Never a hopeless fight

I was praying at an abortion clinic today for 40 Days for Life, and I was feeling somewhat hopeless. Even though during the day two women that went to the clinic had changed their minds, I kept thinking about the ones that didn’t, and the other thousands of babies being murdered every day, and just sensing my inadequacy and inability to do anything to save most of them.

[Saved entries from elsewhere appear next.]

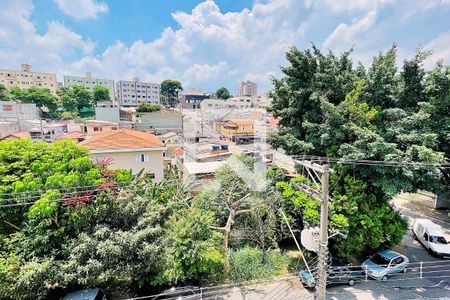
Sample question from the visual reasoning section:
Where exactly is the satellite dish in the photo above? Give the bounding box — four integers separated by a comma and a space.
301, 227, 320, 253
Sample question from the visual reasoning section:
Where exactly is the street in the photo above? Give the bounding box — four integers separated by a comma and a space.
326, 194, 450, 299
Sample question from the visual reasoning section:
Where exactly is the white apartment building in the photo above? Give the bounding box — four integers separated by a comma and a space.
0, 64, 58, 94
64, 72, 115, 101
116, 78, 160, 107
238, 80, 257, 97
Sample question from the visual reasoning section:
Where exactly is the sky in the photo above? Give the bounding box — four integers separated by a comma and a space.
0, 0, 449, 94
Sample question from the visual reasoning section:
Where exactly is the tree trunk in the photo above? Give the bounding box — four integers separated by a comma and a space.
223, 209, 235, 274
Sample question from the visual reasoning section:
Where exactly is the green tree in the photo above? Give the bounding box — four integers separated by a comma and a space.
71, 85, 93, 110
92, 85, 111, 103
216, 87, 231, 99
21, 87, 58, 112
161, 79, 182, 107
195, 155, 274, 273
160, 208, 223, 284
61, 94, 78, 112
8, 87, 25, 101
136, 103, 162, 113
269, 45, 444, 259
0, 84, 10, 101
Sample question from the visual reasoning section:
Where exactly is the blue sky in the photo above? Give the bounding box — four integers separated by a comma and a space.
1, 0, 450, 94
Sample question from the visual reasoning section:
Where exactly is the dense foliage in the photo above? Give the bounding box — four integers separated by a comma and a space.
136, 103, 162, 113
0, 142, 286, 299
9, 86, 58, 116
216, 87, 231, 99
268, 45, 449, 258
160, 79, 182, 107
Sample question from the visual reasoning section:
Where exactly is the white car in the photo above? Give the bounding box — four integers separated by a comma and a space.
412, 219, 450, 259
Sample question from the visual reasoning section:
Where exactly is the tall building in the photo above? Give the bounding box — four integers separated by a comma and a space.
64, 72, 115, 101
238, 80, 257, 97
116, 78, 160, 107
0, 64, 58, 94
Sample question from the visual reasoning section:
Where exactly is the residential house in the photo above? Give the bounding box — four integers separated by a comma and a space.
55, 132, 85, 143
216, 119, 255, 138
79, 129, 165, 181
158, 131, 182, 145
81, 120, 119, 136
0, 131, 30, 140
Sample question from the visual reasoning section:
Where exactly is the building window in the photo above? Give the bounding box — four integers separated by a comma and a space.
111, 127, 118, 130
149, 173, 156, 179
93, 127, 99, 132
135, 154, 149, 163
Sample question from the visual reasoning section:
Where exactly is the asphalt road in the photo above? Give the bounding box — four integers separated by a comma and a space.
326, 198, 450, 299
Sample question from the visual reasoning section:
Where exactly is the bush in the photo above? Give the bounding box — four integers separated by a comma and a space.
137, 103, 162, 113
229, 246, 287, 282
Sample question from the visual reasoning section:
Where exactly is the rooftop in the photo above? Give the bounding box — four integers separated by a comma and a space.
79, 129, 163, 150
225, 119, 255, 126
184, 161, 224, 175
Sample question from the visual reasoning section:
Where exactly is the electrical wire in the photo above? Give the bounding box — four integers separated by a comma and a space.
292, 155, 450, 168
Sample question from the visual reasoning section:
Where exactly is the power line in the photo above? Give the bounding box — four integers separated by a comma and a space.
292, 155, 450, 168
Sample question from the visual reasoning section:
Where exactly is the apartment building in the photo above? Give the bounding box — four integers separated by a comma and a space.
64, 72, 115, 101
238, 80, 257, 97
0, 64, 58, 94
116, 78, 160, 107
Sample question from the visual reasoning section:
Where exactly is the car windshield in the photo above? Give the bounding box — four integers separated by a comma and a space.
430, 236, 448, 244
371, 253, 390, 265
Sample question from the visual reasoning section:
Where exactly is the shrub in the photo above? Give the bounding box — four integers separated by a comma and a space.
137, 103, 161, 113
229, 246, 287, 282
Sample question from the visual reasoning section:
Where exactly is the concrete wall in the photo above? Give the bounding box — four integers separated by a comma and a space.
0, 122, 20, 138
0, 101, 40, 122
135, 110, 182, 130
95, 106, 120, 123
89, 149, 164, 182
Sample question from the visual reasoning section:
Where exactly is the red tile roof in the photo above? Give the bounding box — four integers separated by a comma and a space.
79, 129, 163, 150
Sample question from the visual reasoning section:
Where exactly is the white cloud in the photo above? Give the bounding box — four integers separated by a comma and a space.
324, 10, 377, 49
183, 61, 230, 82
54, 0, 108, 20
1, 0, 450, 93
424, 31, 450, 68
62, 0, 306, 91
0, 0, 94, 71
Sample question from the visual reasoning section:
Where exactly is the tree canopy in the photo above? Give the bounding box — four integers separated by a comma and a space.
161, 80, 182, 107
136, 103, 162, 113
268, 44, 449, 258
216, 87, 231, 99
93, 85, 111, 103
9, 86, 58, 115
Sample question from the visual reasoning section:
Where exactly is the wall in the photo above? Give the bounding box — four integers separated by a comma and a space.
135, 110, 182, 130
0, 101, 40, 122
95, 106, 120, 123
89, 149, 164, 182
0, 122, 20, 138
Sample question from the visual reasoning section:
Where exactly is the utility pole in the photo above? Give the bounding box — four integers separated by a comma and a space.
294, 161, 332, 300
316, 164, 329, 300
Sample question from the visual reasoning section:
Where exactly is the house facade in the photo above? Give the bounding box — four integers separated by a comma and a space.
79, 129, 165, 181
217, 119, 255, 138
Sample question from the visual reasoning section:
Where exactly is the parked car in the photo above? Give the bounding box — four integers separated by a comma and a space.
299, 261, 365, 288
362, 250, 409, 281
412, 218, 450, 259
61, 288, 106, 300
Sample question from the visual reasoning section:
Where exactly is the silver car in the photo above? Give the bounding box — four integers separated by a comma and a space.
362, 250, 409, 281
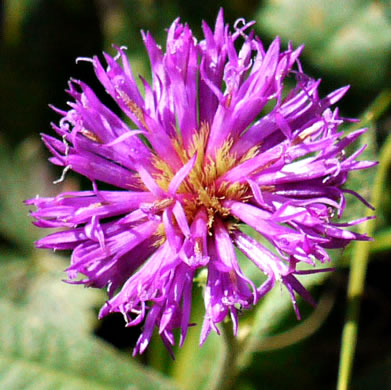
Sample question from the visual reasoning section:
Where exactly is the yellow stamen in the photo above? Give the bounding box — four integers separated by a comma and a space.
151, 198, 175, 212
153, 223, 166, 247
291, 125, 320, 146
116, 88, 148, 130
194, 237, 203, 257
81, 129, 103, 143
151, 122, 257, 237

Later on, I was brought to tears when I read this post, Defining Success, on one of my favorite blogs, the Little Flower Projects, which never fails to inspire me. Often times, pro-lifers are accused of only caring about babies before they are born, and not doing anything for them or their families after they are born. That is simply not true… and that’s why I love this blog… because in the middle of Northern China, one of the most notoriously anti-life places in the world, these beautiful little babies—with  some very serious health problems… heart abnormalities, brain tumors, malnourishment, and other crippling conditions—babies who, because of their disabilities are prime targets for abortion in our culture—continue to fight for life with the aid of a small group of wonderful, anonymous people who are dedicating their lives to giving them the love and care they need and deserve. (If you would like to learn more about the China Little Flower Mission I would encourage you to check out their website, or follow them on Facebook or their blog, where they frequently update about the children they’re taking care of… I’m sure you will be just as inspired and touched by them as I constantly am!) Anyway, this is an older blog post, but I still want to share it with you, and I hope that it inspires you in your efforts to defend life as it did me.

This baby, named Zhen Hong, was born premature, malnourished, and dehydrated, and when she came to the China Little Flower’s home for preemies, they seriously doubted that she would survive… but they still did the best they could to take care of her, and she made such dramatic improvements over just a few days, as you can see in these photographs, that they soon became convinced she would survive.

Baby Hong's progress over the week she was cared for by the China Little Flower Mission

And yet, they describe that:

very suddenly, just a week after she arrived, she died. Not only were we sad, we felt shocked and disappointed; she had been doing so well. What went wrong? We felt like we failed her.

Later, we were going through the photos and remembering her. Seeing the photos and comparing her day by day changes it suddenly became clear. Her death was not our failure, because we do not control life and death. Only God has that power. But our success is clearly written on her face. She arrived in a state of distress and discomfort; over the next few days, you can see peace and serenity washing over her tiny features.

Reading this reflection on Baby Hong’s life made me realize a valuable thing… that even for the babies that are not saved from abortion by our efforts, our efforts still make a difference specifically to them.

Ultimately, we all want to see every baby given the chance to live, because that’s what they deserve. However, even on the many occasions when women DON’T change their minds about having an abortion despite our best efforts, that doesn’t mean that our efforts were in vain, or a failure. One of the greatest tragedies of abortion is that it is precisely in the womb of his mother, which should be the safest place in the world, that an innocent child is betrayed and killed by the very people who should be protecting him and loving him the most.

That’s where our efforts to defend and fight for each one of them—even when it does not result in the changed heart of the mother and that baby still is aborted—matter. When we stand outside of abortion clinics praying, or when we do anything to try to promote life, we are LOVING each of those children, giving them just a little bit of the love they deserved, giving a testimony to their innate dignity as unique human lives.

Be convinced, beyond a shadow of a doubt that those babies will know someday that you cared about them, that you wanted them to live, that you loved them, even without really knowing them… that they MATTERED to someone. That by itself is one of the greatest injustices against victims of abortion… that they were treated as if they did not matter, which, of course, is not true. They did, and do, matter, and so our every effort to show them, and the world, that truth is significant all by itself. As this blog post concluded about Baby Hong:

It was not the outcome that we’d hoped and prayed for. But in God’s plan for baby Hong we did succeed. She knew love and comfort before she went home to be with Him. Who could ask for more than that?

Of course, our ultimate goal in fighting abortion and defending life is to stop it, to give every human person the chance to live, which is their inalienable right. But simply our loving them, even the ones that do die, is important in and of itself. Every single expression of love towards them does something, in some small way, to make up for some of the injustice they suffered by not being loved by the people that should have loved them the most — their own parents.

My hope is that this story will encourage you if you ever feel that your efforts to defend life are hopeless. They are not. Be inspired by Baby Hong, and all of these little children fighting for life in China. None of your efforts, none of your acts of love, are insignificant!